The first book is Wally Lamb’s forthcoming novel, WE ARE WATER. I’ve loved Wally’s previous novels, and have been eagerly anticipating this one. It’s the portrait of a family, a marriage, of children scarred by early events and traumas. It’s also the story about people breaking free of historical grief and secrets and finding joy. Like so much of Lamb’s work, it explores race and class and violence, as well as the redemptive powers of creative work. As a reader, I loved all of this. As a writer, I was particularly interested in the structure of the book, in the masterful way that Lamb reveals details of story, and back-story, from multiple points of view, in a nonlinear manner, so that the reader plays a major part in putting together the puzzle pieces.
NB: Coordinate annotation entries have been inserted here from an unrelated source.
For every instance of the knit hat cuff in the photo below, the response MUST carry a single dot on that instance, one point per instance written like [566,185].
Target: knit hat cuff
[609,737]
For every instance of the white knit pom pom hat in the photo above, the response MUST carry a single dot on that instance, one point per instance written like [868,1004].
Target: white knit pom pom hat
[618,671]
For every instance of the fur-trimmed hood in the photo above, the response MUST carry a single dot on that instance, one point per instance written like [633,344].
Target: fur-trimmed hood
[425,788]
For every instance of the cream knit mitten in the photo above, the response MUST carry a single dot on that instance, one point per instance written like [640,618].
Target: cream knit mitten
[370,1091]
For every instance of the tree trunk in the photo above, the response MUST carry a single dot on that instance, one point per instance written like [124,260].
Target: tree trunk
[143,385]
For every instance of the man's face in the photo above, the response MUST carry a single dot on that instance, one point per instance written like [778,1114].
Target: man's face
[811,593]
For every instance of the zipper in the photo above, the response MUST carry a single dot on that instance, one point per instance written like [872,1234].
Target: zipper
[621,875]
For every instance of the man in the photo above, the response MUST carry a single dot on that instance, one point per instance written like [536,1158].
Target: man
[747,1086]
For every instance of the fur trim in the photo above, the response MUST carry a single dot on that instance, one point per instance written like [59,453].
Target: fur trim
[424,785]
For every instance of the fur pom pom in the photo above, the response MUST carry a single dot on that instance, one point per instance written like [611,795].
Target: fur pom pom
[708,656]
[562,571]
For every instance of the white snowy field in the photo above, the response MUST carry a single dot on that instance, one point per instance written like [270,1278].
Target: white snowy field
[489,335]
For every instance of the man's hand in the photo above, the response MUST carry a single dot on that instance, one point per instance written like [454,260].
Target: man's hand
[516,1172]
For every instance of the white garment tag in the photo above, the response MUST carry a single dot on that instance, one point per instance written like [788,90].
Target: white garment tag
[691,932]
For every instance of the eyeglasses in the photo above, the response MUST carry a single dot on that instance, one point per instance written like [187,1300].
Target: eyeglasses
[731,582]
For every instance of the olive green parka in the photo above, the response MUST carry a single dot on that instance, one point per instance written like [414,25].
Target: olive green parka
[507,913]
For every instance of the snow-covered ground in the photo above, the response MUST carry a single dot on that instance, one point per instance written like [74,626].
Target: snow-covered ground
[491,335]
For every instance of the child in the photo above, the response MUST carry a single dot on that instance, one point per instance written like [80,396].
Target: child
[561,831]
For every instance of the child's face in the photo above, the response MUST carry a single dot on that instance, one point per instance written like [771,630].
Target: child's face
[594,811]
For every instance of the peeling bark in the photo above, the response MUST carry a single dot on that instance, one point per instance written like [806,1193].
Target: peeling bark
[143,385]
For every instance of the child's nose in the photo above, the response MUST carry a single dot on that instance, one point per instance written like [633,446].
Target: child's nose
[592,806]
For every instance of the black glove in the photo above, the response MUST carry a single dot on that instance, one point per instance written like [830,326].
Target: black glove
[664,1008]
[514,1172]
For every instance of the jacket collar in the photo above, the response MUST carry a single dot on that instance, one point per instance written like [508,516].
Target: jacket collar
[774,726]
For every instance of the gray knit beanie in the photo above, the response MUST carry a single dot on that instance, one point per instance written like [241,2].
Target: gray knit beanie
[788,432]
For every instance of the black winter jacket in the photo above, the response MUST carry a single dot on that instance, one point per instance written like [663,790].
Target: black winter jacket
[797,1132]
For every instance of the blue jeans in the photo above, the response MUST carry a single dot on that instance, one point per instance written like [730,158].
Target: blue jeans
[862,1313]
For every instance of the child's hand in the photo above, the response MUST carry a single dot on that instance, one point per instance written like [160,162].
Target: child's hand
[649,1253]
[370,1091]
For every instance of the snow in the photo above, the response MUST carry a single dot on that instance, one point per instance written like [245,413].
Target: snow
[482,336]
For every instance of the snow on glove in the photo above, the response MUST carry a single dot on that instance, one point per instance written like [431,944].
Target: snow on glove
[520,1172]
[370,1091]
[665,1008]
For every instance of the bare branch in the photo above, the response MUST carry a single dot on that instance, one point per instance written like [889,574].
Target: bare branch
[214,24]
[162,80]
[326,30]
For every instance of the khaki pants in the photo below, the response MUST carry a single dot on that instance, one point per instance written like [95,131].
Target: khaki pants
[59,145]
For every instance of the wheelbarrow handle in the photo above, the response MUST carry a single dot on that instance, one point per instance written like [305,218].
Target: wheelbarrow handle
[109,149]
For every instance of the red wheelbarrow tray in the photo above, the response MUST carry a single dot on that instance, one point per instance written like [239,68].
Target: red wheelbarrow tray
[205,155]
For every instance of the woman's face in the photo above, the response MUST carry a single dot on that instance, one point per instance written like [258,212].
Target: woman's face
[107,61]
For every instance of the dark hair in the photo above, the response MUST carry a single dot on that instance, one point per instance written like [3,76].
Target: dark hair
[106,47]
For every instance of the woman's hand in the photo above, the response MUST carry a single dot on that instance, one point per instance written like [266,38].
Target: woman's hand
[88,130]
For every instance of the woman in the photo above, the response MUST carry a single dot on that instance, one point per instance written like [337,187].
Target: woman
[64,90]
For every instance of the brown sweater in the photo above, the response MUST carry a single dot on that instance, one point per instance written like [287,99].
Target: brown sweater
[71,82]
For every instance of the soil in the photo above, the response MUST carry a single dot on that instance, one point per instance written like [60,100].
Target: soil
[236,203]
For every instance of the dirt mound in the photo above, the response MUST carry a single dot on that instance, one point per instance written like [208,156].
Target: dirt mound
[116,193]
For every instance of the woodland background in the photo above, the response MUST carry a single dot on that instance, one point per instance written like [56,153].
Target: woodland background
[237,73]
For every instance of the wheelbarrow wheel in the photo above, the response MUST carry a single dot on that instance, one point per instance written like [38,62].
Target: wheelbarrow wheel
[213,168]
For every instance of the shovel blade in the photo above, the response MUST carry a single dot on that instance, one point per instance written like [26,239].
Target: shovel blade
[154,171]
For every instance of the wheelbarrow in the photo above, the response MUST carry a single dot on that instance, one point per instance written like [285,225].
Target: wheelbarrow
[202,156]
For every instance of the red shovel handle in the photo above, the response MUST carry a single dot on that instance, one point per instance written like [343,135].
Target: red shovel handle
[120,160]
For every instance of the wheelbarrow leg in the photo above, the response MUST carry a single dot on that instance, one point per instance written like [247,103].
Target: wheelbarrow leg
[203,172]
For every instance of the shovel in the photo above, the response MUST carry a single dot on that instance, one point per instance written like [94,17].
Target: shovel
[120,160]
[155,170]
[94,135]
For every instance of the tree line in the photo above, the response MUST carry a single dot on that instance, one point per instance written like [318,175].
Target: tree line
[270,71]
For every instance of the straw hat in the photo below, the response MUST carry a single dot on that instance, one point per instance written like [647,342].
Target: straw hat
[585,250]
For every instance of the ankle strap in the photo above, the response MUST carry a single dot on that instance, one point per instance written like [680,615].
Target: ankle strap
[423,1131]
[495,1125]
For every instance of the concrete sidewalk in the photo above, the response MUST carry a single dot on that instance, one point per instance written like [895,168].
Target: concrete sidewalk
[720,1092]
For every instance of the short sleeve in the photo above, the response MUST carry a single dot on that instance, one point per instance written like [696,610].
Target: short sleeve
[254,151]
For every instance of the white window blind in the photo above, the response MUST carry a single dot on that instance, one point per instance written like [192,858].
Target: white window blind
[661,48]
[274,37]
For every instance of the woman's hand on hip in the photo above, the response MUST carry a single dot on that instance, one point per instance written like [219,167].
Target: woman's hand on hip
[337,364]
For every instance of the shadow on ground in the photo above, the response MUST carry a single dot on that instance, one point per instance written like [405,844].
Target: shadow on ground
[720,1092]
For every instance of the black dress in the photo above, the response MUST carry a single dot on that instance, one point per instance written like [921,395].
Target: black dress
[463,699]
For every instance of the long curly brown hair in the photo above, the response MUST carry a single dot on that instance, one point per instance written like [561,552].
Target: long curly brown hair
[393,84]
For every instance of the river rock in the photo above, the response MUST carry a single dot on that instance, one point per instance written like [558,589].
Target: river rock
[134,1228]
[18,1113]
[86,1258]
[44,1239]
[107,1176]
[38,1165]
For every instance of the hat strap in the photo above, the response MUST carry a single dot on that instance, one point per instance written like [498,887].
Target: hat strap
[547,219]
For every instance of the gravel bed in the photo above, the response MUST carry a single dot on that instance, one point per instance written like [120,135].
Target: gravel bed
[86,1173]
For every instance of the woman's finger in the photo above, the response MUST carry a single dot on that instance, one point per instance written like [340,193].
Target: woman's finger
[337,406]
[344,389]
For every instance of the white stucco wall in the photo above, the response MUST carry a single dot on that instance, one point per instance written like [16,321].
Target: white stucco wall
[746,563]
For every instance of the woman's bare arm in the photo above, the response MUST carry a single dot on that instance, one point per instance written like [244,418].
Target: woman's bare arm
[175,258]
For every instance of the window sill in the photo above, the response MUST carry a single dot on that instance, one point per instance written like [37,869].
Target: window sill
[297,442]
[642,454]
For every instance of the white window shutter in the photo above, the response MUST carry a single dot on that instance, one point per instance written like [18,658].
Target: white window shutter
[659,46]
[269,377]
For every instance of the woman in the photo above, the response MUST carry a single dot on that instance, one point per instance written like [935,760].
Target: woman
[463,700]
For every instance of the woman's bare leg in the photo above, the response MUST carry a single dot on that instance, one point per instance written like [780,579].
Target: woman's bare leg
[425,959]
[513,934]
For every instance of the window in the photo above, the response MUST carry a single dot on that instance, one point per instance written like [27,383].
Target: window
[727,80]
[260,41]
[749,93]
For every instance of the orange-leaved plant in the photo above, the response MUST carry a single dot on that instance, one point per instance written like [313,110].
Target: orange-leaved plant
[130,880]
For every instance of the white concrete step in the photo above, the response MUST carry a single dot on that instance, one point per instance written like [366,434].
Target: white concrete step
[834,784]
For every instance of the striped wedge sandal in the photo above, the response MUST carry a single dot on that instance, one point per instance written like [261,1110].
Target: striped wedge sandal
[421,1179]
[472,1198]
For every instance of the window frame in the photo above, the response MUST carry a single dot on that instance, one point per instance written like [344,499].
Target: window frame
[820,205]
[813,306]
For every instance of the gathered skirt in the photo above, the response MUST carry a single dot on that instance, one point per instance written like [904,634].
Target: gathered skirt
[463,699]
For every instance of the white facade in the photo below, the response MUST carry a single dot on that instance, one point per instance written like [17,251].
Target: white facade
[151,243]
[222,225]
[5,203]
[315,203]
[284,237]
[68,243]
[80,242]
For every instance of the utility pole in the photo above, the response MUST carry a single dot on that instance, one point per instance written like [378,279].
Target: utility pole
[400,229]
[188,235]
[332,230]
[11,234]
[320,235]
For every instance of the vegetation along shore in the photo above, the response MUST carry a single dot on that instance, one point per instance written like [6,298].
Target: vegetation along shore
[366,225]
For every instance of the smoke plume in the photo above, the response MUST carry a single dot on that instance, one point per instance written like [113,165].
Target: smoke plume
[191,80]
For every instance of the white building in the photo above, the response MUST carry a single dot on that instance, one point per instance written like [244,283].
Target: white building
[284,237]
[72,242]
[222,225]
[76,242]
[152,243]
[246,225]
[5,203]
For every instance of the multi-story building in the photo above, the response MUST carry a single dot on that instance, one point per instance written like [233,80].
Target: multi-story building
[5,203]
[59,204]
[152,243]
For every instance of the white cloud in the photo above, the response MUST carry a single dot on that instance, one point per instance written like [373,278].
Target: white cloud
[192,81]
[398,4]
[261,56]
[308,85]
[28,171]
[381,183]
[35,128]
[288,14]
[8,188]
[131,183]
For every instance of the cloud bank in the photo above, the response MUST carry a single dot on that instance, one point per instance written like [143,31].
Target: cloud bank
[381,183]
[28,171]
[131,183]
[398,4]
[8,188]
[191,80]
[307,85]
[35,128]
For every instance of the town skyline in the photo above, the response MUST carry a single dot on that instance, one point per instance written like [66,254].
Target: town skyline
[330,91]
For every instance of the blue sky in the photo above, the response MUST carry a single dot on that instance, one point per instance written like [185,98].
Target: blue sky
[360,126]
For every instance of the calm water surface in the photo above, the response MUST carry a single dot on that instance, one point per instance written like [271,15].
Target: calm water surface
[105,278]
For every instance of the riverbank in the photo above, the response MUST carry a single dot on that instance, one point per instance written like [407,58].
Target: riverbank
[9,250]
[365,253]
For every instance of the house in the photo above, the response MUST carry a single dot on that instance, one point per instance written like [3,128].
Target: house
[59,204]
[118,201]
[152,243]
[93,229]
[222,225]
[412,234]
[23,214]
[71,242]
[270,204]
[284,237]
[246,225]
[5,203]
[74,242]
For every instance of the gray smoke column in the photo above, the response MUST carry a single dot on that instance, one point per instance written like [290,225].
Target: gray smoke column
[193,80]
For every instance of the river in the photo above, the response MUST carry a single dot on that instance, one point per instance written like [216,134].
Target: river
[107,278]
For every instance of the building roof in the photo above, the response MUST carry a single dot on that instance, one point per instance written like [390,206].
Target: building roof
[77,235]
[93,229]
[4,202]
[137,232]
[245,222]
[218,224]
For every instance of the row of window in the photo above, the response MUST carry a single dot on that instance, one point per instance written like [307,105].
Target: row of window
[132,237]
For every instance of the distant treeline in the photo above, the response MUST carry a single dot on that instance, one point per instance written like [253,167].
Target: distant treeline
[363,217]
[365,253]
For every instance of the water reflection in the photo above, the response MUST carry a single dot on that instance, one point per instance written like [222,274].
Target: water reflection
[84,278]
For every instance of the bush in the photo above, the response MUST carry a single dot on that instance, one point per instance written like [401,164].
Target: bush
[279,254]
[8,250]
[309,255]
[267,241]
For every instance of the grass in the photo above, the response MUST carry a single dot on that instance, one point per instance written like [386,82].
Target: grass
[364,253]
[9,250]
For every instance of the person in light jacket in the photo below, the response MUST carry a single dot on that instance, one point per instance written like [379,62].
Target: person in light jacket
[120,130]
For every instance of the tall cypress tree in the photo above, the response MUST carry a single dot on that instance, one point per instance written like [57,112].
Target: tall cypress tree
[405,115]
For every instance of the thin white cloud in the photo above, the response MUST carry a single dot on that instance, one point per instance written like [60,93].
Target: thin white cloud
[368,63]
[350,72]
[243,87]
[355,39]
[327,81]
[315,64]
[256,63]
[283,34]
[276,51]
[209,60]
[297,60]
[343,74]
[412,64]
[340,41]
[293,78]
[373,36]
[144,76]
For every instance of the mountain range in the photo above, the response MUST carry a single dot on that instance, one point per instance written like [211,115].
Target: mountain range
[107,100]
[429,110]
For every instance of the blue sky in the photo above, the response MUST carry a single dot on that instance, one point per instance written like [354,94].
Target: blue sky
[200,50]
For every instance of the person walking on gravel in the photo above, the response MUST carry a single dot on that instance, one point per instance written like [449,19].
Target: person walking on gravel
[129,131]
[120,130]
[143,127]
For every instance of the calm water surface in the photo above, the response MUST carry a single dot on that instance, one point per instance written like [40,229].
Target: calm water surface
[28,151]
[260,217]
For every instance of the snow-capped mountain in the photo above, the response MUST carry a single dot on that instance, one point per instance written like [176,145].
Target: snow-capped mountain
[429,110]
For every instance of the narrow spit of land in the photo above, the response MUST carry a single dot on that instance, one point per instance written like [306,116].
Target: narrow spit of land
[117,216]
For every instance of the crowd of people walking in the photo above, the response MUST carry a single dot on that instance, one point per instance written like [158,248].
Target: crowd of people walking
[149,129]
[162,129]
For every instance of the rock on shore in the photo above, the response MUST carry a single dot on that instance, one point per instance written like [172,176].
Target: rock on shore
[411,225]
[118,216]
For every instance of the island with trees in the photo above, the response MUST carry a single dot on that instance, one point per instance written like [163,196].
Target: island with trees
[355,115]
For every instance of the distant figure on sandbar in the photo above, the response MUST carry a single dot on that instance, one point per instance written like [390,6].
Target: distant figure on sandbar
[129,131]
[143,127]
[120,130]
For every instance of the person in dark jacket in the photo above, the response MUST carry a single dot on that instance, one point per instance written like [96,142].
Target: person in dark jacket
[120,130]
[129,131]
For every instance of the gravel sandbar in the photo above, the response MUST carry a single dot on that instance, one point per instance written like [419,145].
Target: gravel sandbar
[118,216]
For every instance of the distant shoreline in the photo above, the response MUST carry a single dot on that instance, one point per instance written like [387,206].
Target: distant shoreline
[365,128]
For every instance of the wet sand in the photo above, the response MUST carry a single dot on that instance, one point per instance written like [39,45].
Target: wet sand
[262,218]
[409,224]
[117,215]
The second book is OFFSPRING, the second novel by Michael Quadland. This was a reread; I read this book when it was first published and selected this book for the August discussion at the Odyssey Bookshop in S. Hadley, MA, where I lead a monthly fiction book group. In fact, OFFSPRING is set in a bookstore, The Strand, in lower Manhattan, where the lives of a Vietnam vet, a transgendered person, and a volatile and unstable actress intersect wildly. The past traumas are different than in WE ARE WATER, but the longing of each character to find a way to fit into an unwelcoming world resonates similarly. With enormous empathy for their often-unsympathetic circumstances, both of these authors challenge our preconceptions and prejudices.